A career dedicated to public service and balancing perspectives

Over the course of Lt. Gen. Brent Scowcroft’s career in public service, he developed a reputation as a source of balanced, bipartisan analysis that made him a sought-after voice on national security for commanders-in-chief of both parties.

“He would not try to run over the head of cabinet members, or cut them off from contact with the president, yet I also knew he would give me his own experienced views on whatever problem might arise,” President George H. W. Bush recalled of Scowcroft. 

In the early days of the Cold War, Scowcroft was a leading advocate for strong transatlantic cooperation as a means to preserve peace and security. When the Cold War abruptly ended in 1989, he made it his life’s work to preserve and advance that same system of international cooperation, democracy, and human dignity that unites the Atlantic community.

“I’m so proud of the work the Scowcroft Center accomplishes each day. The Council convinced me to lend my name to this effort, and I’m glad I did so as we are advancing our founding mission at another historic turning point.”

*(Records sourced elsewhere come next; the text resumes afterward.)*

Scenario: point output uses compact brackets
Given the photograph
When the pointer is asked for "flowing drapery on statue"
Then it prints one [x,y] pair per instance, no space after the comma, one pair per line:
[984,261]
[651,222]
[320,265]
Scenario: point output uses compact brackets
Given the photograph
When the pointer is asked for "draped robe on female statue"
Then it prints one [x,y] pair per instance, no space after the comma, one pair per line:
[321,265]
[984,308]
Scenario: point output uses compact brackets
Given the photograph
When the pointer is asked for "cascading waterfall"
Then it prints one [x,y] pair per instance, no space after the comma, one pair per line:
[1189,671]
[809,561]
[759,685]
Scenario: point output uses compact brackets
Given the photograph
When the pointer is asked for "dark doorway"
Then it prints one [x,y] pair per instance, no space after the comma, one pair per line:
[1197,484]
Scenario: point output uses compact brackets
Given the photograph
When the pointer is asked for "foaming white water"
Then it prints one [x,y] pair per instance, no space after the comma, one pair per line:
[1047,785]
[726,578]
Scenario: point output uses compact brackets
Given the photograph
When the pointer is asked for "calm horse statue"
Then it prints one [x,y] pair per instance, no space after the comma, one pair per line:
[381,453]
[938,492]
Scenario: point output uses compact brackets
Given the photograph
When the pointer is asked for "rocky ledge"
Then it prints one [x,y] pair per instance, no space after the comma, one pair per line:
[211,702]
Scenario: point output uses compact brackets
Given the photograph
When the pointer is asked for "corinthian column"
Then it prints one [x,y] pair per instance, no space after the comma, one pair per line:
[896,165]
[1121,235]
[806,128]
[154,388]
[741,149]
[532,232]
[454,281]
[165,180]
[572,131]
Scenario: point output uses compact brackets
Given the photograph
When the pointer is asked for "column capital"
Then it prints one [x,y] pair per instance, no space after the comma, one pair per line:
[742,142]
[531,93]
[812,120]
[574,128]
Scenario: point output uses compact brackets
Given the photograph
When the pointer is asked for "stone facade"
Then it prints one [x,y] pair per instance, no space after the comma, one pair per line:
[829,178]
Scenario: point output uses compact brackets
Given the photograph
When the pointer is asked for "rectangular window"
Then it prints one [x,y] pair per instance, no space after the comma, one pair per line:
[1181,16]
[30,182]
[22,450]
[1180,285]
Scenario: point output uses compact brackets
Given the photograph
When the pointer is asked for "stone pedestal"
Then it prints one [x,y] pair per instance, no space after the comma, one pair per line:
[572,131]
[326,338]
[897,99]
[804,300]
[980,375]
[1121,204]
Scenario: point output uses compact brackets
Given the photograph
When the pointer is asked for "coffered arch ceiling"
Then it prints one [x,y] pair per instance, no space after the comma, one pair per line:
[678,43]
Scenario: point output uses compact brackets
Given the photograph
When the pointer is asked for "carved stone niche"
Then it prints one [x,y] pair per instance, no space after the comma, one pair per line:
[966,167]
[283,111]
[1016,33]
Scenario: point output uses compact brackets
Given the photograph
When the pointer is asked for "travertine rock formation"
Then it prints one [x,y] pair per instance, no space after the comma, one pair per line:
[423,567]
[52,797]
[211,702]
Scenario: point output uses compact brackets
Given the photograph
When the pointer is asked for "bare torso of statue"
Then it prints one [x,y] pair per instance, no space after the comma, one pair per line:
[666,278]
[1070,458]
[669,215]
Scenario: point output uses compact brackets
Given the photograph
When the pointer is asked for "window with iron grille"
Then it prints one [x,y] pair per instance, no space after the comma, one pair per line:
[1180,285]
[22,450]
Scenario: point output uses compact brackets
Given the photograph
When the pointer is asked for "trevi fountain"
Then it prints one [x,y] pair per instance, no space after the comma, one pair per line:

Lt. Gen. Brent Scowcroft USAF (ret.)

“The events were great. The hazards were deep,” said Scowcroft. “But we navigated the complexities to advance freedom and security, at a time when many others deemed it impossible. When looking back at the events of 1989—what we commemorate is an attitude more than anything specific. It was the values that won.”

The Atlantic Council in 2012 honored Scowcroft’s legacy by relaunching its flagship international security program as the Brent Scowcroft Center on International Security, recently re-envisioned as the Scowcroft Center for Strategy and Security. The center is guided by Scowcroft’s vision of blending analysis of today’s challenges with long-term strategic thinking about how the United States’ role in the world interacts with historical forces, technological change, geography, and culture.

“In 1961, the Council’s founders—those ‘present at the creation’ of our international rules-based system, joined forces across party lines and among disparate organizations to form the Atlantic Council,” said Scowcroft. “They did so out of a need for sustained US engagement in the world and to develop an ambitious agenda for the Atlantic community. They succeeded. The Council convinced me to lend my own name to the effort by showing me how it would help carry forward that same mission at this similarly crucial moment in history. I’m so proud of the work it accomplishes each day.”